What do you think of when you hear the word eulogy?  For most of us, it probably involves a funeral and a minister.  But the word “eulogy” comes from the same Greek word that is translated here “Blessed.”  This actually makes sense: a eulogy is simply someone describing the things someone has done in their life, and praising them – calling them “blessed” for having done well.  For some people… this may take a little work.  For others, though, the hard part is knowing what to leave out! For those people – where do you start? They radiated joy, they smiled constantly, laughed loudly and unashamedly. They loved without reservation, and the world was better because they lived. When friends and family give eulogies for people like that, they can’t say enough.  They gush!

So it is here.  Ephesians 1:3-14 has a ton of ideas – ideas that will be fleshed out in the coming chapters – but in the original Greek, verses 3-14 are one long sentence. In describing the incredible love and grace God has shown us, in reminding us just how much God has done for us as believers, Paul is just… gushing!

Do you gush over what God has done for you?  For many of us, especially those of us who have been believers for a while, maybe even grown up in church – we don’t really gush.

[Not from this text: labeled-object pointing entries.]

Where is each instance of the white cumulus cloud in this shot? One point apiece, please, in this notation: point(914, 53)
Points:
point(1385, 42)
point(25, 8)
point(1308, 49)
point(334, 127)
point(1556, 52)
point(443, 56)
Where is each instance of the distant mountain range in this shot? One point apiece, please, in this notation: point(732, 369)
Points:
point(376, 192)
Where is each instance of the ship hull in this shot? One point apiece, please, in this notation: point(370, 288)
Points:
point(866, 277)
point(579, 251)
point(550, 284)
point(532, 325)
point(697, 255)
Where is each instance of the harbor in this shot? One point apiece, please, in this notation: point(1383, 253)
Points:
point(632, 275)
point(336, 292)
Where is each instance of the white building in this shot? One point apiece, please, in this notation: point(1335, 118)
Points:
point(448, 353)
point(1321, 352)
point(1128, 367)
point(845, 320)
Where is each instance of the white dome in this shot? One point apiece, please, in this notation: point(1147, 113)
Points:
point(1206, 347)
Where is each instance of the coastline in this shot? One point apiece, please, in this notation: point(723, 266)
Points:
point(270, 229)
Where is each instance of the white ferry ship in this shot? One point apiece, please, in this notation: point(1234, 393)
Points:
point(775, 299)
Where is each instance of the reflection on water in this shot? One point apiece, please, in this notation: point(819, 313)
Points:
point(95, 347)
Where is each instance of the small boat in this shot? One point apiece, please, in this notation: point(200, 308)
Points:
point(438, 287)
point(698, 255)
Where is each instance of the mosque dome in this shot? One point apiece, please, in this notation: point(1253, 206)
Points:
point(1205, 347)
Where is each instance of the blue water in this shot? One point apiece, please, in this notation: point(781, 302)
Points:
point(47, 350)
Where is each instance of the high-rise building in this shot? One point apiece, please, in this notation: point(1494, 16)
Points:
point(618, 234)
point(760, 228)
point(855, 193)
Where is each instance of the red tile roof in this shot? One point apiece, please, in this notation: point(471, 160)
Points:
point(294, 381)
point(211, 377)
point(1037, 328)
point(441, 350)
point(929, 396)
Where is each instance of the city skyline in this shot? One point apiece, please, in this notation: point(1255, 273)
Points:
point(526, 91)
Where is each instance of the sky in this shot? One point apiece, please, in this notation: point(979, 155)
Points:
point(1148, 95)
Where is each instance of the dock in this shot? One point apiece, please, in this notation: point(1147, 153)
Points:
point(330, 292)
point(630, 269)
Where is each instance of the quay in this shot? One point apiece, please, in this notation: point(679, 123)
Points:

One day – maybe at camp – you responded to an altar call or something similar and that was that. You got saved. It seemed like nothing changed dramatically because you weren’t that bad a kid to begin with. We don’t gush, because we don’t think it’s really all that interesting or dramatic.

But it was dramatic. And Paul wants us to understand just how much was involved in that seemingly-small event. Look at how Paul describes what God has done for us:

God has blessed us with every spiritual blessing… (vs 3)
God chose us before the foundations of the world to be holy and blameless before Him (vs 4).

Even though we were fallen sinners, He adopted us as his children (vs 5; Romans 5:8, 8:15).
He redeemed us and changed our eternal destination, having revealed His salvation plan in the death of His Son. (vs 7-10)

But Paul isn’t through – his sentence is not yet complete!  There’s more.  God is not done with us when we walk that aisle, pray the prayer, or come up out of the water.  All these things are only the beginning. And as proof that He will finish the redemption project He’s begun in us (Phil 1:6), God has given us His Spirit as a deposit, a down payment on the finished project yet to be revealed (vs 11-14).

God began His work of adopting you before you were even born, and He has literally moved heaven and earth to redeem you, to show you His love for you, and to bring you into His family.  What God has done for us, what He is doing in us, and what He has planned for us is truly, dramatically, incredible.

Is that worth gushing over?

Going Further:

  1. Go back and read again each line of vs 3-14 again.  What does each one tell you about what God has done for you?
  2. How does it make you feel that the God who created the Universe and who is everywhere has adopted you as His child?  What would it feel like to truly know that you will never be forgotten, abandoned, unloved… alone?
  3. Think about the plans, hopes and dreams most loving parents have for their kids. As a believer in Christ, Paul says that the sovereign God of the universe has loved you and adopted you – what kind of plans, hopes and dreams might He have for you?